Service d'Anesthésie, Université de Lyon, Marcy l'Etoile, France.
Open Vet J. 2024 Jun;14(6):1483-1490. doi: 10.5455/OVJ.2024.v14.i6.17. Epub 2024 Jun 30.
The anesthetic management of adrenalectomies for phaeochromocytoma excision, a catecholamine-secreting tumor, is challenging due to the potential for fatal complications following severe hemodynamic variations, including hypertensive crisis following tumor manipulation or sympathetic stimulation, but also severe hypotension and volume depletion post resection.
An 11 kg, 15-year-old male neutered Jack Russel Terrier, with mitral valve disease stage B2, was referred for adrenalectomy for phaeochromocytoma resection. The patient was administered per os prazosin 0.11 mg/kg twice a day and amlodipine 0.125 mg/kg once a day for preoperative stabilization. On the day of surgery, the dog received maropitant 1 mg/kg intravenously (IV) and was premedicated with 0.2 mg/kg methadone IV. Anesthesia was induced with alfaxalone 1 mg/kg IV and midazolam 0.2 mg/kg IV and maintained with partial intravenous anesthesia using sevoflurane in 70% oxygen and constant rate infusions of dexmedetomidine 0.5 μg/kg/hour and maropitant 100 μg/kg/hour. After induction of anesthesia, the dog was mechanically ventilated, and a transversus abdominal plane block was performed with ropivacaine 0.2%. The dog remained remarkably stable with a single, self-limiting, hypertension episode recorded intraoperatively. Postoperative rescue analgesia consisted of methadone and ketamine. The dog was discharged 48 hours after surgery, but persistent hypertension was reported at suture removal.

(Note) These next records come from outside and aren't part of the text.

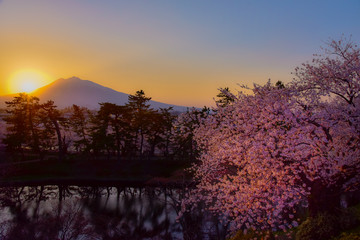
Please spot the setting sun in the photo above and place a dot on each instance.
(26, 81)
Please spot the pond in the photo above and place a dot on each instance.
(78, 212)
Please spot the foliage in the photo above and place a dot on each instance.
(321, 227)
(349, 236)
(283, 147)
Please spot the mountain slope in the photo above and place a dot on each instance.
(66, 92)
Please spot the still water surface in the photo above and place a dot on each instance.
(72, 212)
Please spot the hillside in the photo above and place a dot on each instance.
(66, 92)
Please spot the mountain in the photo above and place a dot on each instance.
(66, 92)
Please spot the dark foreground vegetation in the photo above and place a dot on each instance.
(281, 163)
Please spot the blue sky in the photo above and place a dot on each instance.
(179, 52)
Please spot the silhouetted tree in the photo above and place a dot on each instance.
(79, 124)
(23, 123)
(139, 107)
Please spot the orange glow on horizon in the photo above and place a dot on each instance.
(26, 81)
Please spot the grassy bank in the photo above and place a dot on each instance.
(345, 226)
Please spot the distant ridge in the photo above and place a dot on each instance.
(66, 92)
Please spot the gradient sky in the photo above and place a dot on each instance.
(178, 52)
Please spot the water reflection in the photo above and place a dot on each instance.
(71, 212)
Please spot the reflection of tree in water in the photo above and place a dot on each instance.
(130, 214)
(68, 212)
(31, 220)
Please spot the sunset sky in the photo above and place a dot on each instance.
(178, 52)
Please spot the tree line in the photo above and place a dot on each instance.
(132, 130)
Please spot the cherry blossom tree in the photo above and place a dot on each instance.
(280, 148)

The use of a low-dose dexmedetomidine CRI, a maropitant CRI, and a transversus abdominal plane block provided stable perioperative hemodynamic conditions for phaeochromocytoma excision in a dog.
由于严重的血流动力学变化可能导致致命的并发症,如肿瘤操作或交感神经刺激后的高血压危象,以及切除后严重低血压和容量耗竭,因此嗜铬细胞瘤切除术的麻醉管理具有挑战性。嗜铬细胞瘤是一种儿茶酚胺分泌肿瘤。

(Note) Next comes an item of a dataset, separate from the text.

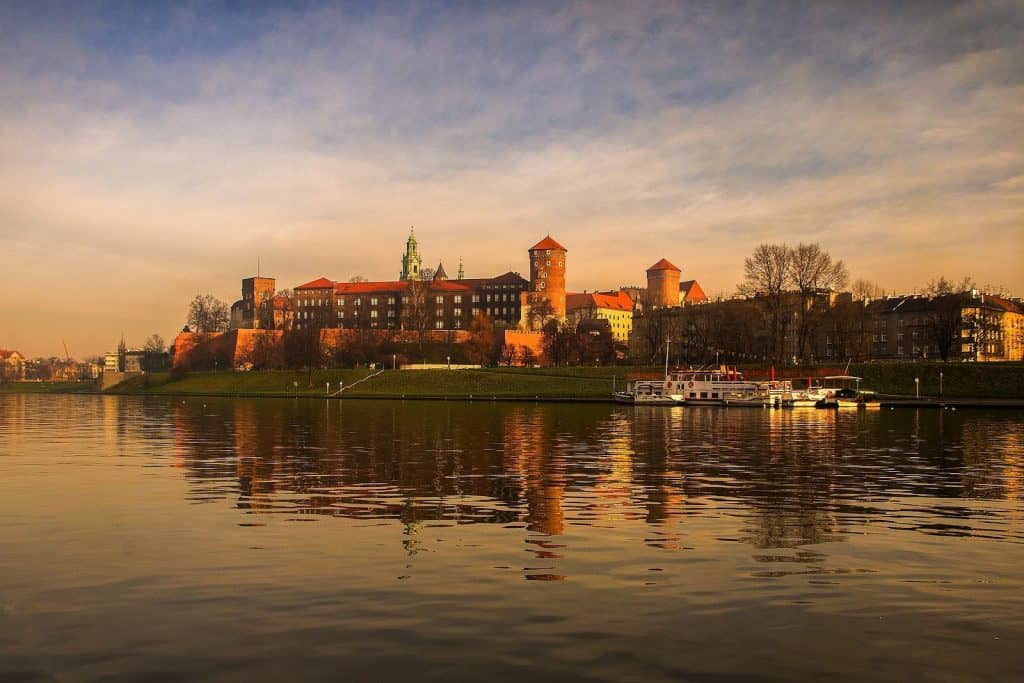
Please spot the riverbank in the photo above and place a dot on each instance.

一只 11 公斤、15 岁的雄性杰克罗素梗,患有二尖瓣疾病 B2 期,因嗜铬细胞瘤切除术而被转诊行肾上腺切除术。该患者接受了口服普萘洛尔 0.11 毫克/千克,每天两次,以及氨氯地平 0.125 毫克/千克,每天一次,以进行术前稳定。手术当天,该犬接受了马罗替坦 1 毫克/千克静脉注射(IV),并接受了 0.2 毫克/千克吗啡 IV 预处理。麻醉诱导使用阿法沙龙 1 毫克/千克 IV 和咪达唑仑 0.2 毫克/千克 IV,并使用 70%氧气中的七氟醚维持部分静脉麻醉,同时持续输注右美托咪定 0.5 微克/千克/小时和马罗替坦 100 微克/千克/小时。麻醉诱导后,该犬进行机械通气,并进行了罗哌卡因 0.2%的腹横平面阻滞。该犬在术中仅记录到一次自行缓解的高血压发作,但仍保持显著稳定。术后解救镇痛包括吗啡和氯胺酮。该犬在手术后 48 小时出院,但在拆线时仍报告持续性高血压。
在一只犬的嗜铬细胞瘤切除术中,使用低剂量右美托咪定 CRI、马罗替坦 CRI 和腹横平面阻滞,为围手术期提供了稳定的血流动力学条件。